Flow Graph Basics: Nodes

Flow Graph Basics: Nodes#

A node is a class that inherits from oneapi::tbb::flow::graph_node and also typically inherits from oneapi::tbb::flow::sender<T> , oneapi::tbb::flow::receiver<T> or both. A node performs some operation, usually on an incoming message and may generate zero or more output messages. Some nodes require more than one input message or generate more than one output message.

While it is possible to define your own node types by inheriting from graph_node, sender and receiver, it is more typical that predefined node types are used to construct a graph.

A function_node is a predefined type available in flow_graph.h and represents a simple function with one input and one output. The constructor for a function_node takes three arguments:

template< typename Body> function_node(graph &g, size_t concurrency, Body body)

Parameter

Description

Body

Type of the body object.

g

The graph the node belongs to.

concurrency

The concurrency limit for the node. You can use the concurrency limit to control how many invocations of the node are allowed to proceed concurrently, from 1 (serial) to an unlimited number.

body

User defined function object, or lambda expression, that is applied to the incoming message to generate the outgoing message.

Below is code for creating a simple graph that contains a single function_node. In this example, a node n is constructed that belongs to graph g, and has a second argument of 1, which allows at most 1 invocation of the node to occur concurrently. The body is a lambda expression that prints each value v that it receives, spins for v seconds, prints the value again, and then returns v unmodified. The code for the function spin_for is not provided.

graph g;
function_node< int, int > n( g, 1, []( int v ) -> int {
    cout << v;
    spin_for( v );
    cout << v;
    return v;
} );

After the node is constructed in the example above, you can pass messages to it, either by connecting it to other nodes using edges or by invoking its function try_put. Using edges is described in the next section.

n.try_put( 1 );
n.try_put( 2 );
n.try_put( 3 );

You can then wait for the messages to be processed by calling wait_for_all on the graph object:

g.wait_for_all();

In the above example code, the function_node n was created with a concurrency limit of 1. When it receives the message sequence 1, 2 and 3, the node n will spawn a task to apply the body to the first input, 1. When that task is complete, it will then spawn another task to apply the body to 2. And likewise, the node will wait for that task to complete before spawning a third task to apply the body to 3. The calls to try_put do not block until a task is spawned; if a node cannot immediately spawn a task to process the message, the message will be buffered in the node. When it is legal, based on concurrency limits, a task will be spawned to process the next buffered message.

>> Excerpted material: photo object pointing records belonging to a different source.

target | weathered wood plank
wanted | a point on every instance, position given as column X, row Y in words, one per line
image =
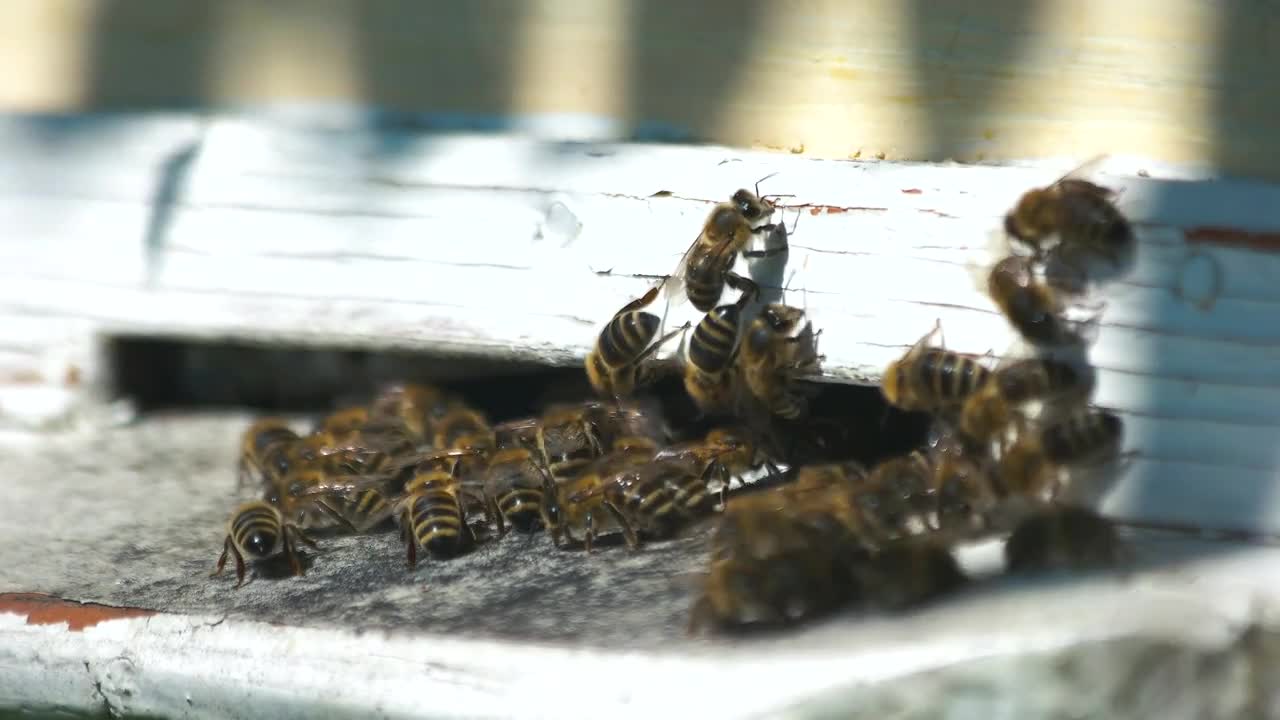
column 522, row 249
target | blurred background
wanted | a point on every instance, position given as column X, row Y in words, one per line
column 1180, row 81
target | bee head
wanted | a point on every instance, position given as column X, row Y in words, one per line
column 752, row 206
column 260, row 543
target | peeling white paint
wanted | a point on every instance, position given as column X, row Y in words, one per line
column 513, row 246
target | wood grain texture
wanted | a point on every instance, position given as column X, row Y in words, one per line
column 1180, row 81
column 516, row 247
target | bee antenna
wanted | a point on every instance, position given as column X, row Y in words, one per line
column 762, row 180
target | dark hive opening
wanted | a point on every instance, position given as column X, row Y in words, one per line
column 174, row 376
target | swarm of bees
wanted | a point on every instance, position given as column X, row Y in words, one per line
column 1010, row 441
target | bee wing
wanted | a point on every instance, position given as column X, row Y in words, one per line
column 673, row 287
column 343, row 484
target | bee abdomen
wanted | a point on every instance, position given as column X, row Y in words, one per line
column 437, row 523
column 951, row 376
column 522, row 509
column 714, row 338
column 626, row 336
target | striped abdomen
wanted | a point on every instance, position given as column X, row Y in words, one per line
column 515, row 483
column 1089, row 218
column 626, row 337
column 645, row 500
column 437, row 522
column 712, row 347
column 947, row 377
column 1082, row 436
column 462, row 427
column 256, row 529
column 365, row 510
column 1036, row 379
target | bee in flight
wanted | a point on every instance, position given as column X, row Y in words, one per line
column 711, row 358
column 1082, row 214
column 617, row 365
column 257, row 531
column 728, row 229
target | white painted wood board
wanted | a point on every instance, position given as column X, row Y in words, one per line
column 245, row 228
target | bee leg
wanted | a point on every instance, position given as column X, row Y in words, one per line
column 222, row 559
column 240, row 566
column 629, row 533
column 643, row 301
column 497, row 514
column 291, row 554
column 323, row 504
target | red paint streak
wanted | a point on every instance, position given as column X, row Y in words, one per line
column 49, row 610
column 1230, row 237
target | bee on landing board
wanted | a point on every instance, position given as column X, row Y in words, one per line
column 997, row 405
column 577, row 501
column 515, row 484
column 433, row 514
column 711, row 355
column 1064, row 538
column 1082, row 214
column 265, row 451
column 618, row 363
column 728, row 229
column 777, row 347
column 932, row 379
column 257, row 531
column 1032, row 306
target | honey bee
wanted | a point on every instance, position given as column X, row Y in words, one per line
column 773, row 352
column 433, row 514
column 515, row 486
column 897, row 496
column 1032, row 306
column 412, row 408
column 908, row 573
column 328, row 495
column 708, row 263
column 343, row 422
column 257, row 531
column 780, row 556
column 1031, row 468
column 1063, row 537
column 616, row 367
column 995, row 406
column 1080, row 213
column 264, row 451
column 658, row 499
column 711, row 367
column 722, row 454
column 579, row 499
column 965, row 495
column 932, row 378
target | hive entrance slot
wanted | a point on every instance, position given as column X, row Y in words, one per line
column 169, row 374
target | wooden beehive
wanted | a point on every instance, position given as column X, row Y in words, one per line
column 545, row 162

In the above graph, each message is processed sequentially. If however, you construct the node with a different concurrency limit, parallelism can be achieved:

function_node< int, int > n( g, oneapi::tbb::flow::unlimited, []( int v ) -> int {
    cout << v;
    spin_for( v );
    cout << v;
    return v;
} );

You can use unlimited as the concurrency limit to instruct the library to spawn a task as soon as a message arrives, regardless of how many other tasks have been spawned. You can also use any specific value, such as 4 or 8, to limit concurrency to at most 4 or 8, respectively. It is important to remember that spawning a task does not mean creating a thread. So while a graph may spawn many tasks, only the number of threads available in the library’s thread pool will be used to execute these tasks.

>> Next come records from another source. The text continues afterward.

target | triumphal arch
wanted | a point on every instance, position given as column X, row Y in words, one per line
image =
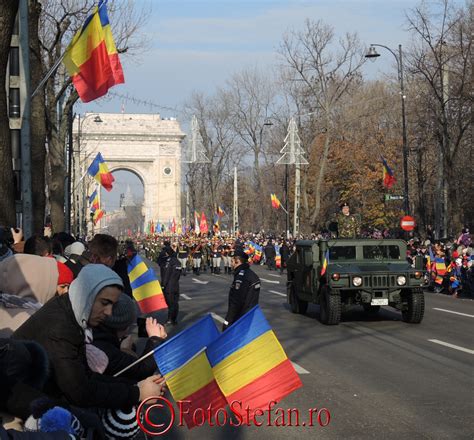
column 144, row 144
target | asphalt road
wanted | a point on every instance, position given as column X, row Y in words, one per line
column 379, row 378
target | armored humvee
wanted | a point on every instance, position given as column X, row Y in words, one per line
column 366, row 272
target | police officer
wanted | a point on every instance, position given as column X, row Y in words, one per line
column 348, row 225
column 245, row 289
column 170, row 281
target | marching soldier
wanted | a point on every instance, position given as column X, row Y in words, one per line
column 183, row 252
column 348, row 225
column 245, row 289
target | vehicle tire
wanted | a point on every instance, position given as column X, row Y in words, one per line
column 371, row 310
column 296, row 305
column 329, row 306
column 415, row 309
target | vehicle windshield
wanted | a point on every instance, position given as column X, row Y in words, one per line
column 342, row 253
column 381, row 252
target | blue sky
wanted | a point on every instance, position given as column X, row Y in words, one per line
column 196, row 45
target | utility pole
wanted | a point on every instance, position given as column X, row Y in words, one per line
column 293, row 154
column 235, row 211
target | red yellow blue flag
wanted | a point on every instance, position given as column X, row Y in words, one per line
column 99, row 170
column 183, row 362
column 250, row 366
column 146, row 288
column 91, row 58
column 325, row 262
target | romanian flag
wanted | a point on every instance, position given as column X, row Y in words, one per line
column 94, row 201
column 275, row 202
column 100, row 172
column 325, row 262
column 250, row 366
column 98, row 214
column 388, row 177
column 91, row 58
column 183, row 363
column 440, row 270
column 146, row 288
column 203, row 225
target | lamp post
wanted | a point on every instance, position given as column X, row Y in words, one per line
column 372, row 54
column 79, row 197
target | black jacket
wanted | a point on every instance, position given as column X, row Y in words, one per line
column 172, row 272
column 54, row 326
column 243, row 294
column 107, row 340
column 284, row 252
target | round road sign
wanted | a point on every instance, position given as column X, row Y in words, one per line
column 407, row 223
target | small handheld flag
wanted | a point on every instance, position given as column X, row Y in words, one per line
column 250, row 365
column 146, row 288
column 100, row 172
column 184, row 364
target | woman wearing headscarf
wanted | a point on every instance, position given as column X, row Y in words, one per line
column 26, row 283
column 63, row 327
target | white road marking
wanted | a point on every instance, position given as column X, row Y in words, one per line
column 456, row 347
column 456, row 313
column 277, row 293
column 270, row 281
column 217, row 317
column 299, row 369
column 199, row 281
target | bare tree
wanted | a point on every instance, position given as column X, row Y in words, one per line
column 441, row 59
column 8, row 12
column 327, row 75
column 252, row 97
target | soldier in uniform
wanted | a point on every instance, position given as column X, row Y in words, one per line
column 183, row 253
column 348, row 225
column 245, row 289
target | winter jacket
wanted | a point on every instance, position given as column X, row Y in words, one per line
column 55, row 327
column 106, row 339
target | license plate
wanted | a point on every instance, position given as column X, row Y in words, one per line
column 379, row 302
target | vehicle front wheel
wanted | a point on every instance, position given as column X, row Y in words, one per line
column 329, row 306
column 415, row 308
column 296, row 305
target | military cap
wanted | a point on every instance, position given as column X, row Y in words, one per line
column 239, row 253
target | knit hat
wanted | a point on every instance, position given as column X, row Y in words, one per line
column 76, row 248
column 65, row 274
column 124, row 313
column 90, row 281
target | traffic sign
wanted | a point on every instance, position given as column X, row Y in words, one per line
column 392, row 197
column 407, row 223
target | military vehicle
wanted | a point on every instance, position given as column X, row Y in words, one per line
column 371, row 273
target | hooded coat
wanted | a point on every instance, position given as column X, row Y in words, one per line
column 59, row 326
column 29, row 278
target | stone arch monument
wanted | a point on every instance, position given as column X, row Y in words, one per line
column 144, row 144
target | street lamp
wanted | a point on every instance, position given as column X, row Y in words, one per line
column 372, row 54
column 78, row 209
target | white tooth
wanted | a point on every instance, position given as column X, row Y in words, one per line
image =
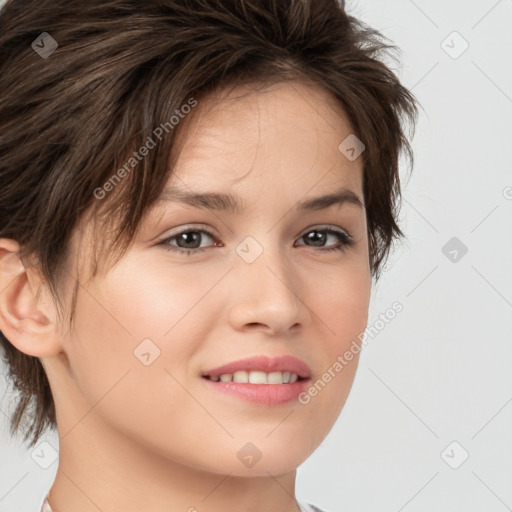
column 241, row 376
column 257, row 377
column 275, row 378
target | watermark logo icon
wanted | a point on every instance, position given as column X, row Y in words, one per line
column 44, row 455
column 44, row 45
column 249, row 249
column 146, row 352
column 249, row 454
column 352, row 147
column 454, row 45
column 454, row 455
column 454, row 250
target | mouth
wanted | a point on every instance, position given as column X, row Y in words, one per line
column 261, row 380
column 257, row 377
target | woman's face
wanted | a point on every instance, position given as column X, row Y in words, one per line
column 269, row 280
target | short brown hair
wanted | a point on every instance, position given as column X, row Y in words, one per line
column 124, row 67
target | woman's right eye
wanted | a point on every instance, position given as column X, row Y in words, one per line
column 187, row 237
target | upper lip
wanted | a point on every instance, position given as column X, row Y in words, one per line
column 264, row 364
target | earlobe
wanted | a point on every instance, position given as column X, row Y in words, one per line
column 29, row 327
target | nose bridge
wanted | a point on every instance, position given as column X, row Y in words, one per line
column 266, row 285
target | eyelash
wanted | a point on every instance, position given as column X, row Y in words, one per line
column 346, row 240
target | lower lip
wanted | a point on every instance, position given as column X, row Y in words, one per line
column 265, row 394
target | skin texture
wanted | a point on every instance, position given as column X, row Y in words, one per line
column 155, row 438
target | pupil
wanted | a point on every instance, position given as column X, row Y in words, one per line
column 193, row 238
column 316, row 236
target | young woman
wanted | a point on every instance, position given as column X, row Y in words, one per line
column 194, row 199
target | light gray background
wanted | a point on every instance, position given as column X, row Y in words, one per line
column 441, row 370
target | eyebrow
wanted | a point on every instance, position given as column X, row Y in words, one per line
column 229, row 203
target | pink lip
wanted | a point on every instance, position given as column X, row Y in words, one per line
column 263, row 364
column 265, row 394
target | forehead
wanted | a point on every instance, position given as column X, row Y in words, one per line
column 287, row 134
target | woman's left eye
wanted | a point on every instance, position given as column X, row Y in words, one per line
column 193, row 237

Suppose you use unlimited in the function_node constructor instead and call try_put on the node:

n.try_put( 1 );
n.try_put( 2 );
n.try_put( 3 );
g.wait_for_all();

The library spawns three tasks, each one applying n’s lambda expression to one of the messages. If you have a sufficient number of threads available on your system, then all three invocations of the body will occur in parallel. If however, you have only one thread in the system, they execute sequentially.